Perhaps a sign of things to come as Kyoto grapples with over-tourism, Murin-an requires advanced online bookings and limits visitors to 15 per hour, so at any time of year, it’s an oasis of calm, where as part of the admission fee we enjoyed a cup of matcha tea and a seasonal wagashi (Japanese sweet) while sat on a tatami mat floor overlooking the garden.
Caffeinated, our next stop was just north in Okazaki Park, site of Heian Jingu, a shrine built in 1895 to commemorate the 1,100th anniversary of Kyoto’s founding as Japan’s capital. While the vivid red and green buildings here are striking scale replica of the original Heian era (794-1185) imperial palace, the four gardens were equally worth a look—each representing a different style of landscaping from the previous 1,000 years.
But the surprising highlight of the park was the variety of its art and craft museums, starting with an urban art retrospective at the wonderfully curated Kyocera Museum of Art, which included work by Banksy and Kaws, before a quick look at the Japanese work at the more modest National Museum of Modern Art, Kyoto, and then the small but striking collection of traditional crafts at Kyoto Museum of Crafts and Design.
The Philosopher’s Path
On day two, we opt for a walk around Kyoto’s northeast, starting with a quick look at the sprawling Nanzenji Temple complex—home to a collection of Zen gardens and priceless screen door paintings—before a slow stroll along the canal-side Philosopher’s Path, a two-kilometer route that takes its name from academic Nishida Kitaro, who supposedly would wander the area in contemplation.
When the pathway is engulfed by cherry blossoms in spring, this part of Kyoto is anything but contemplative—it absolutely teems with visitors—but with the trees bare and a light chill in the air, we had the walk almost entirely to ourselves.

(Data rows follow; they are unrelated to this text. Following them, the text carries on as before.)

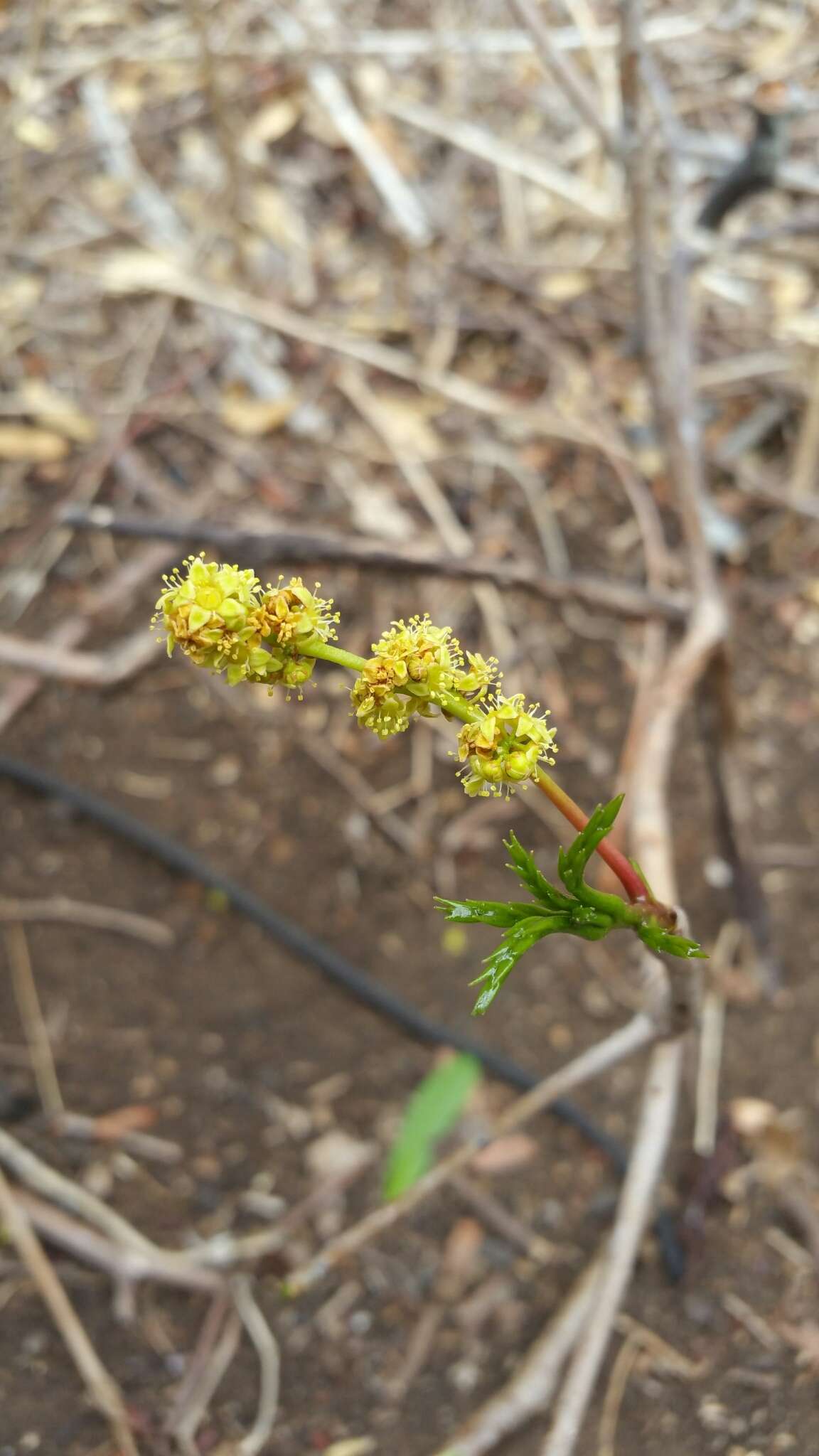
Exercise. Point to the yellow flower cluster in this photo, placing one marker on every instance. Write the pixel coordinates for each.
(225, 621)
(506, 747)
(295, 615)
(414, 668)
(222, 619)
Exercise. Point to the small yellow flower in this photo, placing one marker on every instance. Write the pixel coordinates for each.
(505, 747)
(294, 614)
(210, 612)
(375, 700)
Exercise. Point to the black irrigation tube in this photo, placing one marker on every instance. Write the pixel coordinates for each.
(336, 967)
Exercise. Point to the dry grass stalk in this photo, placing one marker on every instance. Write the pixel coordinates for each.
(101, 1388)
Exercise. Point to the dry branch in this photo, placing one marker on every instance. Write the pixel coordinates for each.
(306, 548)
(101, 1388)
(60, 909)
(535, 1378)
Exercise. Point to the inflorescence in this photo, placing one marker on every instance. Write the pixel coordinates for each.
(225, 621)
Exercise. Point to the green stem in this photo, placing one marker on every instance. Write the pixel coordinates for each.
(333, 654)
(461, 708)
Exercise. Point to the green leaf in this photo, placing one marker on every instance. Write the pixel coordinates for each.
(483, 912)
(537, 884)
(670, 944)
(432, 1111)
(512, 947)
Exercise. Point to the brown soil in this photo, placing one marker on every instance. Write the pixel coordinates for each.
(232, 1043)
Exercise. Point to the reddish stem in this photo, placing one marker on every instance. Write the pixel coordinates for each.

Even when we reached the UNESCO-designated Ginkaku-ji Temple and its famed sand garden just beyond the path’s northern end, everything was calm and peaceful, just as intended when it was converted from a shogun’s retirement home into a Zen temple in1490.
The Phoenix Hall
From Ginkakuji, we took an unscripted and highly impractical detour to Uji (via Kyoto Station)in southern Kyoto, so my son could see, in person, a site everyone in Japan has held in their hands: Byodo-in, the temple on the back of the 10-yen coin.
The crowds were sparse by Uji’s usual standards, so we unhurriedly browsed the green tea shops lining the approach to the temple, picking out green tea-flavored snacks to take home as omiyage (souvenirs) for my wife, and buying a batch of freshly roasted hojicha tea leaves–given that Uji is one of Japan’s premier tea production areas, you can’t come here and not try the teas.
It’s the front-on sight of Byodo-in, however, that made this side trip so worthwhile. The way the building stretches low and wide, you can see why it’s been nicknamed the Phoenix Hall, almost appearing to rise from the pond before it like a bird readying for flight. It’s an iconic Kyoto view with which to end an almost crowd-free journey to a city that at other times of the year is struggling to cope with tourism.